Has this already been posted?







Tortoise Sweater on Pinterest


----------



## SulcataSquirt (Sep 28, 2011)

I haven't seen that but that is the cutest thing I've EVER seen. Now I have an idea for Squirts christmas present!


----------



## AnthonyC (Sep 28, 2011)

He looks like he's humiliated! Poor guy!!


----------



## AshleyJones (Sep 28, 2011)

Lol this is so funny and cute!


----------



## Jacqui (Sep 28, 2011)

cute, but I do feel sorry for the tortoise.


----------



## laramie (Sep 28, 2011)

Josh said:


> Has this already been posted?
> 
> 
> 
> ...



Josh, Great pic! That is SO ADORABLE!! Thank You for sharing that pic! You put a smile on my face


----------



## coreyc (Sep 28, 2011)

That's great he look nice an stylish warm to


----------



## dmarcus (Sep 28, 2011)

Its cute but it would get dirty very fast on one of my sulcatas, lol


----------



## Claireabbo (Sep 28, 2011)

awww!


----------



## Torty Mom (Sep 28, 2011)

Hey, I can make that!!!  We are having a halloween contest at our CTTC club in October. I have already started making stuff for the torts to wear.


----------



## Missy (Sep 28, 2011)

Super cute


----------



## chase thorn (Sep 28, 2011)

hahaha aww :]


----------



## DesertGrandma (Sep 28, 2011)

You can make a black one and crochet legs on it like a big spider for halloween 




Torty Mom said:


> Hey, I can make that!!!  We are having a halloween contest at our CTTC club in October.
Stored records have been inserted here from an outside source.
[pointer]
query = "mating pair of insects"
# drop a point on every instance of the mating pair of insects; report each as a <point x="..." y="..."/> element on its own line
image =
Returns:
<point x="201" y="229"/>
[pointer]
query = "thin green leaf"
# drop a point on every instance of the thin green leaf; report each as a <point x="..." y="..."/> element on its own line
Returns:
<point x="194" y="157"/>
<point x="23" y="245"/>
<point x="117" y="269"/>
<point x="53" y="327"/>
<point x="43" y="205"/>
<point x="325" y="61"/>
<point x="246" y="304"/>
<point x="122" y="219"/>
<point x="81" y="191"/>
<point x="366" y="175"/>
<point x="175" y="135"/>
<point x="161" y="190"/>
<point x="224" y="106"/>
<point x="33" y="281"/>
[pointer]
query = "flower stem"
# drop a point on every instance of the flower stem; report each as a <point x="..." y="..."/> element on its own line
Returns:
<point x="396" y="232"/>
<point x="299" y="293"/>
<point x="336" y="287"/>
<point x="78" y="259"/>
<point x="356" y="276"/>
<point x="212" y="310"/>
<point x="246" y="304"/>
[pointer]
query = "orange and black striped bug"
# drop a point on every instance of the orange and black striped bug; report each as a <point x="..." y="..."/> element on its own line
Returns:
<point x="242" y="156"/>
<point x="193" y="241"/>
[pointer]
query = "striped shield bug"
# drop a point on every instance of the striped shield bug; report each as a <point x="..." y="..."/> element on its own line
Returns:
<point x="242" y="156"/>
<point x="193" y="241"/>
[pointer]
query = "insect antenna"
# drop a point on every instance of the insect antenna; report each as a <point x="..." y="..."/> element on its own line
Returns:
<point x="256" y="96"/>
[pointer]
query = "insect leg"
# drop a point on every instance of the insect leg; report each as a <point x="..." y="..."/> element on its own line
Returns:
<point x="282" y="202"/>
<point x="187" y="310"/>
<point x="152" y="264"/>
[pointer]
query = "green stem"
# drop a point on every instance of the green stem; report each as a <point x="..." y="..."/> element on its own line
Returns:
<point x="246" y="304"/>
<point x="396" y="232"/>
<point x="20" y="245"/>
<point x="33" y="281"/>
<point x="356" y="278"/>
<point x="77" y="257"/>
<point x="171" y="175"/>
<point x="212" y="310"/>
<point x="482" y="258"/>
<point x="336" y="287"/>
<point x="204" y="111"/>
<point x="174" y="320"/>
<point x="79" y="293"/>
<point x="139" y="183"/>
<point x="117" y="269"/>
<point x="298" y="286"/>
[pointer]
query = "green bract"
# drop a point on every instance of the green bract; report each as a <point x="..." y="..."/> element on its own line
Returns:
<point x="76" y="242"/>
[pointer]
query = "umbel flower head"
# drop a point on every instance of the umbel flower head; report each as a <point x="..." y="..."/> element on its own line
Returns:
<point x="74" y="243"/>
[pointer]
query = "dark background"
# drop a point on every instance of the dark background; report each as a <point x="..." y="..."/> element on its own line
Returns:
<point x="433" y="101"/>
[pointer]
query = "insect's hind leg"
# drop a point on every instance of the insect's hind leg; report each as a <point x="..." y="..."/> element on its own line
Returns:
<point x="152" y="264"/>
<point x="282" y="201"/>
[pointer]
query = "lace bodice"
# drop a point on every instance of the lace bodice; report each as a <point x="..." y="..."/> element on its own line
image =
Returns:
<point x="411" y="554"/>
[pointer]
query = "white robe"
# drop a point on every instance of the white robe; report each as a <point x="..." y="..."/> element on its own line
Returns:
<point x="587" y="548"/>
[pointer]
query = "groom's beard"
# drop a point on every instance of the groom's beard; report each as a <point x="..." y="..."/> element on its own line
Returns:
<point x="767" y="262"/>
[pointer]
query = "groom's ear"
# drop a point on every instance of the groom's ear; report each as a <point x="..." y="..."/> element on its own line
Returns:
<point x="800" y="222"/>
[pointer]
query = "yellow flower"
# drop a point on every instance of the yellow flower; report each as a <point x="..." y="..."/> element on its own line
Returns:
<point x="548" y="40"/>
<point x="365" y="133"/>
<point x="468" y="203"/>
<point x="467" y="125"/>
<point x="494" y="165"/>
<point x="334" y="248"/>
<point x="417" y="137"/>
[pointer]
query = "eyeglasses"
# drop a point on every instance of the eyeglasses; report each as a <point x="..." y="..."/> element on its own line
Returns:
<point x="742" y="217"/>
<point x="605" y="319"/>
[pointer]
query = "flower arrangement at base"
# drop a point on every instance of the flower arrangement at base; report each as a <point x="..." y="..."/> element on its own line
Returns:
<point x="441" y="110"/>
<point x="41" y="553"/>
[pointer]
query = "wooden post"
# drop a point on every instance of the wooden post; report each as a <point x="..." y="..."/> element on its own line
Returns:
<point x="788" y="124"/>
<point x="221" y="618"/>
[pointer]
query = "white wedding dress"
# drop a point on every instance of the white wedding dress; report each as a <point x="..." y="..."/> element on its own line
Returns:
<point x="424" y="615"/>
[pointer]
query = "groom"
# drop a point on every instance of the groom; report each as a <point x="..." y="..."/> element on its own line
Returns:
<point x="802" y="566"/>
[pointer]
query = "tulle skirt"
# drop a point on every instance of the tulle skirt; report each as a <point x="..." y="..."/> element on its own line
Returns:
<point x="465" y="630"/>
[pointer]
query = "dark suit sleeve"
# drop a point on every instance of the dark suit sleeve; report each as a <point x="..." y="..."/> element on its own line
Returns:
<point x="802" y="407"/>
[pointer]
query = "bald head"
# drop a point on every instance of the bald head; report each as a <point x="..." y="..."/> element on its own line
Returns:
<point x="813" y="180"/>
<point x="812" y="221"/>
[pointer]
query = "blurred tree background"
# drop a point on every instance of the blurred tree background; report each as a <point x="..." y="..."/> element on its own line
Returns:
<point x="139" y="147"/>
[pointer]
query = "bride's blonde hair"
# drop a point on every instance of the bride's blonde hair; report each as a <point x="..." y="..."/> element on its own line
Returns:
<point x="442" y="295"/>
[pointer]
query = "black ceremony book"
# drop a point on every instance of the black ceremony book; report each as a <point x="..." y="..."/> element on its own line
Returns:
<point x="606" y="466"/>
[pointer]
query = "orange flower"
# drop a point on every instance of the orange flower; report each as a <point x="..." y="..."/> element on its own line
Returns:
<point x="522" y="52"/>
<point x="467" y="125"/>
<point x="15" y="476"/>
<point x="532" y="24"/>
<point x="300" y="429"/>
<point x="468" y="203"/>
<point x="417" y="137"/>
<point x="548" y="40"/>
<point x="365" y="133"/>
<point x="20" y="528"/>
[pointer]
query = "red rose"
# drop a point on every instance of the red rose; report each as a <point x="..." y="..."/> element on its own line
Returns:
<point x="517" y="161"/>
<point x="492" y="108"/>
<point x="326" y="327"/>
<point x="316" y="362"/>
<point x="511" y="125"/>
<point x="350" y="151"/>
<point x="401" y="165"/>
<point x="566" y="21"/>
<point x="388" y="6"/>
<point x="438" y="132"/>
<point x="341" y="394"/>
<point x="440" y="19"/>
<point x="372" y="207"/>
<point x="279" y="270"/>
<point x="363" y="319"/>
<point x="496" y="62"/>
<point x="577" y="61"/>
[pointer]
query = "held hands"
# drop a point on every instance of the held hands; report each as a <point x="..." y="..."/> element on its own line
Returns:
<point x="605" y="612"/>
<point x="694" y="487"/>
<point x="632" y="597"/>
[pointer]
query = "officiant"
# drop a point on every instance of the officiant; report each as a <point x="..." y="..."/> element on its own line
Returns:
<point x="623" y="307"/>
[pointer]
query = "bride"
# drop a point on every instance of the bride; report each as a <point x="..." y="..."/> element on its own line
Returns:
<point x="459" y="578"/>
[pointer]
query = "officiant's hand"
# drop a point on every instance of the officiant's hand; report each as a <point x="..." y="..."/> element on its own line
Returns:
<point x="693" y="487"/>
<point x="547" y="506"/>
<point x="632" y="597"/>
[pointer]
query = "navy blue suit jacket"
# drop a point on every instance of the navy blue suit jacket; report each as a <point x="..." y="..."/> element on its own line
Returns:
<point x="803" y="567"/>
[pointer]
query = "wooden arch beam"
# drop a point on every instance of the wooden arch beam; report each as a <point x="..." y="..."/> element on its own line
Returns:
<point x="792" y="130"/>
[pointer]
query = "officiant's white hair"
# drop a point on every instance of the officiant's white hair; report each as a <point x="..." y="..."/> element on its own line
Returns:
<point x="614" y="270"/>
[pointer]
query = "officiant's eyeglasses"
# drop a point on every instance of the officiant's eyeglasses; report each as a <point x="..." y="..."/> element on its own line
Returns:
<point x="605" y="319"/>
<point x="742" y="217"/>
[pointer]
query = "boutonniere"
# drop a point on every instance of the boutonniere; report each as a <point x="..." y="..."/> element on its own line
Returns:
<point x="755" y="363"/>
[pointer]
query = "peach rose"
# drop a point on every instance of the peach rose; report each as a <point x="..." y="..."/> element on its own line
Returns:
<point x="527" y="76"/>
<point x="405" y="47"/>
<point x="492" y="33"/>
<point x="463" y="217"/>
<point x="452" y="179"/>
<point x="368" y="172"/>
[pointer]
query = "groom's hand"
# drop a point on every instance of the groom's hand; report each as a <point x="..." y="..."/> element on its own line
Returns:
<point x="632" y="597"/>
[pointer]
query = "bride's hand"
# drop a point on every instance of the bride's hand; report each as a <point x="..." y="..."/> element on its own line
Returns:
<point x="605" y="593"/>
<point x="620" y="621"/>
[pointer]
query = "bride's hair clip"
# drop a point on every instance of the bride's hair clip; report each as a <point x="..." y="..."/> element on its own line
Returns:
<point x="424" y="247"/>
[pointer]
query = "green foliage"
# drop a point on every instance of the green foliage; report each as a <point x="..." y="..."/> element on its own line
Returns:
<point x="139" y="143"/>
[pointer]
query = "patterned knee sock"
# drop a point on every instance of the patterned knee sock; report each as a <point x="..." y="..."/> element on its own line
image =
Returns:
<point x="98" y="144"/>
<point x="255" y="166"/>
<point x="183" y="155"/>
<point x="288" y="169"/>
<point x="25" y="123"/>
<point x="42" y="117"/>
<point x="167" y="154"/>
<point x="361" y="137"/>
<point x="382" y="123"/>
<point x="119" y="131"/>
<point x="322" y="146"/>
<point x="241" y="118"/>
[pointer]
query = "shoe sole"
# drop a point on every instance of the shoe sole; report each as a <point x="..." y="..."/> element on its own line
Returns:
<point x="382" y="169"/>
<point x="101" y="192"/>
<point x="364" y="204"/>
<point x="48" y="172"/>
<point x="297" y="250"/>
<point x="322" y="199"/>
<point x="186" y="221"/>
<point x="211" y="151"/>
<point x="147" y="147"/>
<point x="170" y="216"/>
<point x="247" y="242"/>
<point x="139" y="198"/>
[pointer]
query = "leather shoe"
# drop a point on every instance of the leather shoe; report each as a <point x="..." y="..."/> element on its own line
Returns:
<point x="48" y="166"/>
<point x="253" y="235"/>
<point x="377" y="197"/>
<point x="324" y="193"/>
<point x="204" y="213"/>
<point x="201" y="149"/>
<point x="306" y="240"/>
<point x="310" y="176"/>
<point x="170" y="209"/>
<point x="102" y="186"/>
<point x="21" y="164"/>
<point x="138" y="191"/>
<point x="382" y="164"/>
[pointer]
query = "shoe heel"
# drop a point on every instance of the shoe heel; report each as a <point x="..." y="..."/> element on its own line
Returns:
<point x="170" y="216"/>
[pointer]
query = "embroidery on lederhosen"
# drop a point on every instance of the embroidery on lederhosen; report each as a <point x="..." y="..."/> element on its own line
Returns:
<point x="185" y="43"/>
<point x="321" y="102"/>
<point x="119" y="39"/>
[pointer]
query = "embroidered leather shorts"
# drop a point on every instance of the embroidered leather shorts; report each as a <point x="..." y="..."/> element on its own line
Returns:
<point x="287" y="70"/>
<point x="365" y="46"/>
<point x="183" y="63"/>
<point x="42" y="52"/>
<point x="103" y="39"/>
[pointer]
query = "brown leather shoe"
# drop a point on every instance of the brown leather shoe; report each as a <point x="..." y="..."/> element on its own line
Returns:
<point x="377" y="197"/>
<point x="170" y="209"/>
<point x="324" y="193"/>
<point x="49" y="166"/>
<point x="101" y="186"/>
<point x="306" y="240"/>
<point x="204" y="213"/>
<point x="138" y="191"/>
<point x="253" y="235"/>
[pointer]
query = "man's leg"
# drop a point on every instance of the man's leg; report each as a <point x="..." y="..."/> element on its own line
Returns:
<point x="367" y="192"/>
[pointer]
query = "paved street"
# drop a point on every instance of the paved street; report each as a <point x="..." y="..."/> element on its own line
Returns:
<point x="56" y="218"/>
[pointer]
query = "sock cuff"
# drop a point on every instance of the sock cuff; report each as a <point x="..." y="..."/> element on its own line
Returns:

I have already started making stuff for the torts to wear.


----------



## ascott (Sep 28, 2011)

All the other torts are never going to let him live that down...LOL...that or they will try to eat his fluffy garb...


----------



## DesertGrandma (Sep 28, 2011)

Or an orange one with a green stem on top to go as a pumpkin.





DesertGrandma said:


> You can make a black one and crochet legs on it like a big spider for halloween
> 
> 
> 
> ...


----------



## DixieParadise (Sep 28, 2011)

Just don't make one in red or someone's sully might just try and take a bite.....


----------



## l0velesly (Sep 28, 2011)

adorable. I want to buy clothes for my tort!


----------



## african cake queen (Sep 29, 2011)

hi, how funny. like it. lindy


----------